Annually, more than 6,000 fourth- and fifth-grade students from more than 80 schools attend one of three free classical music concerts performed by the Youth Symphony Orchestra (YSO) with educational instruction provided by YSO Conductor Ernesto Estigarribia The IAC funding gives the orchestra capacity to record the program through a professional production company and make the content available, via a private YouTube link, to area teachers for free to utilize in their classrooms on their own time.
“We are extremely grateful and excited to receive this support that will allow us to reach thousands of elementary school students through technology,” said Estigarribia. “In times of distancing and isolation, we must innovate to continue engaging with the youngest members of society, inspire them about music and the orchestra, and support the herculean efforts of music educators in the classrooms.”
Additionally, the grant will allow the orchestra to continue with its K-8 education engagements in the classroom. These classroom engagements will now take on two virtual formats. Our usual elementary school presentations on the instruments and elements of the symphony orchestra will now happen as interview sessions that QCSO Director of Education Marc Zyla will record on Zoom with various musicians, presenting talking points on orchestra instruments and elements of orchestral music.

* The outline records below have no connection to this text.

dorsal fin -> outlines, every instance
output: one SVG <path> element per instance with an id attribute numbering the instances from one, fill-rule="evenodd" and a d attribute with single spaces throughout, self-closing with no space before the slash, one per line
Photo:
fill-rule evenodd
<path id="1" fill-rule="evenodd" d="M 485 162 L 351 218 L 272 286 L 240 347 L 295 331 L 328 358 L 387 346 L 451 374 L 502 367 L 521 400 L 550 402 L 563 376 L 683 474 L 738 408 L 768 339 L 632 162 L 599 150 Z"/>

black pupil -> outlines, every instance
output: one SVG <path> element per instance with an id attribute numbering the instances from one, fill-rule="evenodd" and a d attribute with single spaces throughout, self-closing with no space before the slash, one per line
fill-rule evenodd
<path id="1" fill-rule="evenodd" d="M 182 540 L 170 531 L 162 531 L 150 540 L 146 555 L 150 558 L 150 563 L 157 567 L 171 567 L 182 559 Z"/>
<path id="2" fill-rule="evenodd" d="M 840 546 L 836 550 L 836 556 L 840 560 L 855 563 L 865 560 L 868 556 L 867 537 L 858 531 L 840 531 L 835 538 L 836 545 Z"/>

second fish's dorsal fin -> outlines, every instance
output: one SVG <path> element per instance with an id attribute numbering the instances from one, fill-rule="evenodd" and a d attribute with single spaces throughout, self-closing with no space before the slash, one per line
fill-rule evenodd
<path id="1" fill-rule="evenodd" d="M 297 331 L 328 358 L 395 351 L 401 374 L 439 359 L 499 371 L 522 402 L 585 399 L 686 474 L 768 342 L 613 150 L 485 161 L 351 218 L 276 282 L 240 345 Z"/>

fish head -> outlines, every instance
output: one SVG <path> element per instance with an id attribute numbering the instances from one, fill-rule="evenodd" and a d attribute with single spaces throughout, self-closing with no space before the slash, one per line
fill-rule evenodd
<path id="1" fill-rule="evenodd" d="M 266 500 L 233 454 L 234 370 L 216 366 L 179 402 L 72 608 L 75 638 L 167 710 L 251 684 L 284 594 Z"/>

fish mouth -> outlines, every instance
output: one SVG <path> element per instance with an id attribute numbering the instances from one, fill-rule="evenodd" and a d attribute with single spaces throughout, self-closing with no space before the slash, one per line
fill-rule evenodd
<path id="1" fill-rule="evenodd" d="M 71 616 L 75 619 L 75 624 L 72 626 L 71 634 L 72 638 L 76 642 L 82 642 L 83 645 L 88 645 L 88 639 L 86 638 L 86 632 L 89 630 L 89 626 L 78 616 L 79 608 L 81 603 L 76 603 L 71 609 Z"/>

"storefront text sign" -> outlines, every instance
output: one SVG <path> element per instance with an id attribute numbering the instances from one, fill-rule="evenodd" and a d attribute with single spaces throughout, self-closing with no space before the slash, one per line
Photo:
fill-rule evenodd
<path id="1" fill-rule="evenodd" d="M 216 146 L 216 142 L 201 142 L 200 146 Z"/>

The second format will be comprised of four recorded ensemble performances of QCSO musicians with educational instruction. The recordings will be available as YouTube links for teachers to use as digital assets when it fits their curriculum.
“Connection with our local school systems is paramount,” said Zyla. “In this time of constant change, this funding will allow us to have a constant presence in local music curriculum and continue to build strong bonds with teachers, parents, and students. The Quad City Symphony is proud to say that it’s musicians have been engaging with local students for decades, and we proud that with IAC’s help, a global pandemic couldn’t stop that effort.”
As with the normal Symphony Day and in-person engagements, digital access to these programs will be provided at no cost to area schools.